Saturday, September 13, 2008

Round and Round

What comes around goes a-Round Up. Yeah, I'm all about the heavy metal.

In this round up: NPR's speech coach, best brainy podcasts, natural makeup, anti-bacterial soap = the anti-Christ, consumer product health/ecology/social goodness review site, roasted tomato sauce recipe, blogging life in culinary school, blogging life in creative writing school, wanna-be Consumerist, universal health care or revolution - those are the options.

So you have to record a bunch of podcasts for a distance learning course, or you just want to impress friends on the phone, you too can learn the tips and tricks of NPR's speech coach.
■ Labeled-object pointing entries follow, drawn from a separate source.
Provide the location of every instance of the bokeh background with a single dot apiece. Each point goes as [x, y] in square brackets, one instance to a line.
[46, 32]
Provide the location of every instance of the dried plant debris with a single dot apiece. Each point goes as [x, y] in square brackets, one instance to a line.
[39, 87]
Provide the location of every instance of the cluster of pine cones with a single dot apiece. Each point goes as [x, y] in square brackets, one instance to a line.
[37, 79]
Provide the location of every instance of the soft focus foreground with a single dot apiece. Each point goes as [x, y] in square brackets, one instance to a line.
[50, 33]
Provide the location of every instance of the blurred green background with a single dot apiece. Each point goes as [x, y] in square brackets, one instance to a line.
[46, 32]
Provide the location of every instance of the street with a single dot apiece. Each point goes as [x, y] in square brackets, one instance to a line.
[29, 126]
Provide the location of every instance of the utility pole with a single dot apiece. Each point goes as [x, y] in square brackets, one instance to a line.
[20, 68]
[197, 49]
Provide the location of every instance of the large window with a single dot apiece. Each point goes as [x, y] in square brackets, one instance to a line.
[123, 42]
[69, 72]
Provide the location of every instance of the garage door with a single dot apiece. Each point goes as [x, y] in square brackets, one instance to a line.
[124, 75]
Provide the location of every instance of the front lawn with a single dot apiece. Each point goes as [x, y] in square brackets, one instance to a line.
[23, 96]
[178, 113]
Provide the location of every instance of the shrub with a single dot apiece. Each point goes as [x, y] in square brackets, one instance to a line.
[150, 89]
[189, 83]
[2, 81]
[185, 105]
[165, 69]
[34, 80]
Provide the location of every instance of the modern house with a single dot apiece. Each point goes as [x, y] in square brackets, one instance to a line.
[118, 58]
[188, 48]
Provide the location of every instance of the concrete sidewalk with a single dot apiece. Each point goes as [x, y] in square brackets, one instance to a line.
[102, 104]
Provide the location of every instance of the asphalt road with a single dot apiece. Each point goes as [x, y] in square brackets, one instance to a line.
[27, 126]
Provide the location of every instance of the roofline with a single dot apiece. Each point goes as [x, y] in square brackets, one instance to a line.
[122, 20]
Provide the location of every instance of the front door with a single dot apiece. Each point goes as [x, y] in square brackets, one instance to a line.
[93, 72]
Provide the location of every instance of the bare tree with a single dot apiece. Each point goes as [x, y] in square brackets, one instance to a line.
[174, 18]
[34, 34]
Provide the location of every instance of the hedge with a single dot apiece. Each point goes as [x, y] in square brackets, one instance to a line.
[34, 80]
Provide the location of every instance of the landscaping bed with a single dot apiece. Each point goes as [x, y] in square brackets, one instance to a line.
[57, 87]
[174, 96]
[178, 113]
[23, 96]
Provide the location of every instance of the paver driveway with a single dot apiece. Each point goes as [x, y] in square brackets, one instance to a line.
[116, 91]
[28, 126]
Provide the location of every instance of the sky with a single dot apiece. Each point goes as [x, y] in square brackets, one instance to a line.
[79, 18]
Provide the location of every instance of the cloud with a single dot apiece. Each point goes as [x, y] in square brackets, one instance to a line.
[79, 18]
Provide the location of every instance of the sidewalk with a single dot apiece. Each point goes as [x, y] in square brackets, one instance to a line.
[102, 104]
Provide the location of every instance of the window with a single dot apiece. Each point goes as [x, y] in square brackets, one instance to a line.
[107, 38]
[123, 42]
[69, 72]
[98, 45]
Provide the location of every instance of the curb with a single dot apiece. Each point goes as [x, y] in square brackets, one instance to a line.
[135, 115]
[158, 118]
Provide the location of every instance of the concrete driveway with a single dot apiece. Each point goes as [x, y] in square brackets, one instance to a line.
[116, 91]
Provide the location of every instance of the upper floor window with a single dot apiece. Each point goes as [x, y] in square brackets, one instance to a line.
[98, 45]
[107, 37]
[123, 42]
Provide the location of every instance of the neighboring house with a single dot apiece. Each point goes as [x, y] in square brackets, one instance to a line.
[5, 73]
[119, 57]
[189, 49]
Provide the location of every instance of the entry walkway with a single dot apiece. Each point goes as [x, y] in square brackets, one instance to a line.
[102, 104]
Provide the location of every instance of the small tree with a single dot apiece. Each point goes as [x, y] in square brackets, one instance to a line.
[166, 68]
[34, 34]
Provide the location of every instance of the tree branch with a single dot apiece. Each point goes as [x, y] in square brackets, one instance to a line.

Via Not Martha.

I've come to realize that my more tedious work tasks are much less tedious when completed whilst listening to something like NPR. I contemplated looking into audio books. Then I saw Not Martha's link to the discussion of intellectually stimulating podcasts at the AskMetafilter.

Looks like I'm not the only person into less chemically evil beauty products. Grist has an article about the recession-defying boom in natural personal-care product sales. Via Re-Nest.

Per Re-Nest anti-bacterial soap ingredient triclosan is El Devilo, but it was two for one at Stater Bros., so I just bought me a gallon of it. Apparently my natural liquid hand soap buying is not recession-defying. But their Method hand wash isn't perfect. So there. OK, I'm just trying to make my hands feel less infested with resistant bacteria by putting down Re-Nest. But, dude, where's the love for Desert Essence’s product Castile Liquid Soap with Organic Tea Tree Oil?

Add GoodGuide to your informed consumer armory. This site rates personal care products and household cleaners based on their health, environmental, and social impact. Via Re-Nest.

Inspired by Chef Rebecca to roast all the tomatoes in my kitchen, I found this Roasted Tomato Sauce recipe on Serious Eats.

I think this blog, 19 Months, about going to the Culinary Institute of America will surely cure me of any tiny fantasy I might have of going to cooking school. Hell, I don't like standing in line at the grocery store, standing for the duration of your class day? Hell to the no. Via Serious Eats.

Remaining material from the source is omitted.